August 1968,  photo: Czech Television
“I’m going to write about talking to older people, who have very good memories. Some of their memories are very vivid. One thing that is very striking is that almost everybody who is over fifty or sixty, who was a child when the invasion happened, has very vivid, almost clairvoyant, recollections of the sound of the invasion, the sound of the aeroplanes, the sound of tanks, the sound of foreign voices they couldn’t recognise. So it’s aural. It’s an audio memory.

“I’m struck when I talk to people who are over sixty, remembering extraordinary moments from their childhood, which are rather moving. So I think there’s lots to write about and just also to talk about how history has unfolded. The long arc of history has brought the country to a point where – as somebody said to me yesterday – I’m free to say what I want, I’m free to read what I want, I’m free to go where I want. That was untrue fifty years ago, so it’s a great victory.”

And are there also warnings or other messages for our time?

“I think it’s clear that the engagement with European capitalism has let to what would appear to be corruption. You now have a political situation where, coming through the democratic process are leaders who are populist, possibly authoritarian, funded by dodgy money and maybe with dodgy finances. So, clearly, Czech society is now acquiring all the things that other European countries and America have been having to grapple with for the last several years.”
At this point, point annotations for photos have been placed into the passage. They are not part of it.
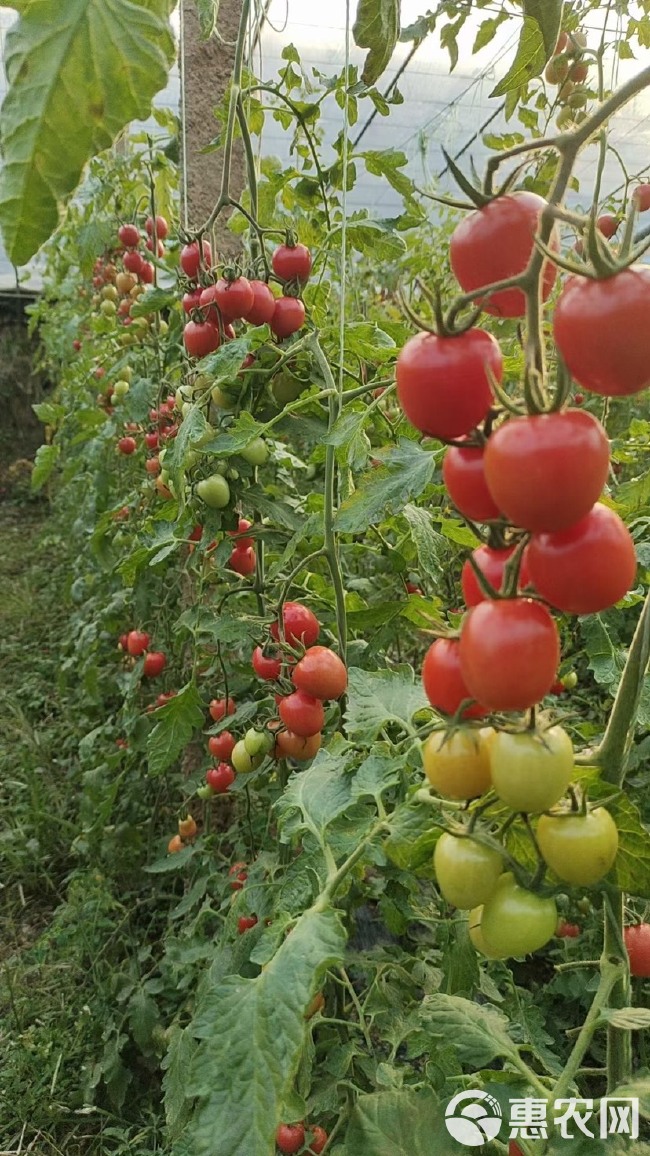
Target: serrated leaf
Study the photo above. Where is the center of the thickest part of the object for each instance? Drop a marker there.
(384, 491)
(46, 457)
(78, 74)
(478, 1034)
(398, 1121)
(378, 698)
(376, 28)
(176, 724)
(252, 1034)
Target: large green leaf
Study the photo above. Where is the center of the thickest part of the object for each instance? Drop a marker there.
(252, 1035)
(78, 73)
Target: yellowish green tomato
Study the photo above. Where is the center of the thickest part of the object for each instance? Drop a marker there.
(466, 871)
(531, 770)
(580, 849)
(515, 920)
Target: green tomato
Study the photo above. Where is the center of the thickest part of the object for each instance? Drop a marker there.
(531, 770)
(580, 849)
(466, 871)
(214, 491)
(516, 921)
(256, 452)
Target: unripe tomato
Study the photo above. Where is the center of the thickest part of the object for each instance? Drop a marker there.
(320, 673)
(531, 468)
(288, 317)
(443, 682)
(495, 243)
(636, 940)
(220, 778)
(457, 764)
(220, 708)
(137, 642)
(580, 849)
(443, 384)
(516, 921)
(295, 746)
(509, 653)
(289, 1138)
(261, 310)
(585, 568)
(302, 713)
(531, 770)
(221, 746)
(466, 871)
(298, 623)
(155, 662)
(214, 491)
(463, 471)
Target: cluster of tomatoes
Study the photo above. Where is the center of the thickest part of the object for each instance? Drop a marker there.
(137, 644)
(548, 545)
(214, 304)
(568, 68)
(293, 1138)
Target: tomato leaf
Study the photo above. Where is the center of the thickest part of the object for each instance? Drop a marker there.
(176, 724)
(397, 1121)
(478, 1034)
(376, 28)
(78, 74)
(252, 1034)
(378, 698)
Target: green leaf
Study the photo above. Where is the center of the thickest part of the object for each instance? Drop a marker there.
(46, 457)
(378, 698)
(177, 721)
(385, 490)
(478, 1034)
(252, 1034)
(78, 74)
(376, 28)
(398, 1121)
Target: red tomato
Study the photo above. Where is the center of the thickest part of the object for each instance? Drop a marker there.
(190, 258)
(201, 338)
(220, 708)
(302, 713)
(292, 262)
(463, 472)
(298, 623)
(492, 563)
(220, 777)
(545, 472)
(288, 316)
(295, 746)
(155, 662)
(443, 682)
(289, 1138)
(162, 227)
(234, 297)
(585, 568)
(509, 653)
(221, 746)
(137, 642)
(495, 243)
(443, 383)
(263, 306)
(128, 236)
(243, 560)
(320, 673)
(603, 331)
(637, 942)
(266, 666)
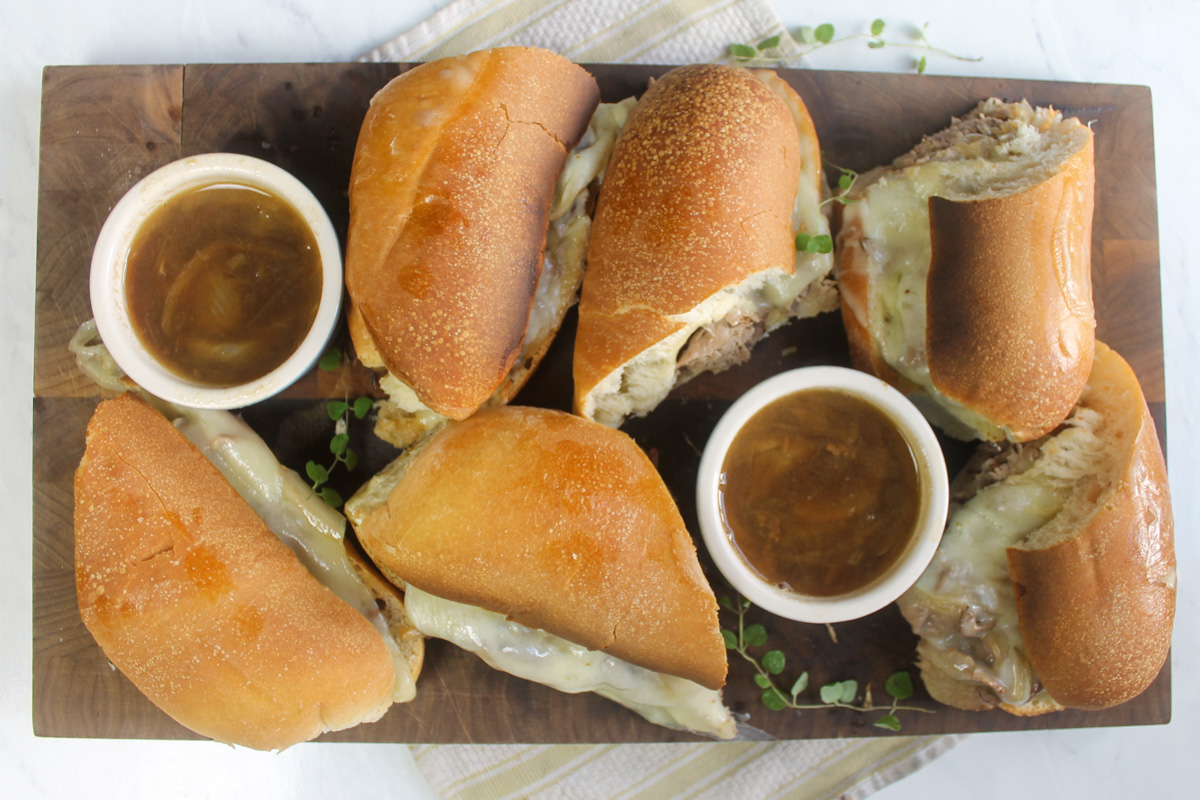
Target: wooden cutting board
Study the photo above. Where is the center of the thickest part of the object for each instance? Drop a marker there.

And what about the Czech Republic’s place in Europe? Europe is a very complicated place, especially at the moment.

“The European story has always been complicated. It’s very subtle and there are so many cross-currents. Somewhere like here, which used to be in the Austro-Hungarian Empire, there are so many conflicting forces at work. Often, it’s quite hard to read. The thing that strikes me about the Czech part of what used to be Czechoslovakia is fierce local identity, strong, quite good, proud nationalism, of a perfectly benign kind, a belief in country. I believe there’s a strong belief in the Czech Republic, I think that Czechs are proud to be Czech and I think it’s very moving to see that. As someone coming from Britain, which is also very strongly nationalistic at one level, it’s interesting to see that. Where this will lead into the future, who knows? Everything’s up for grabs.”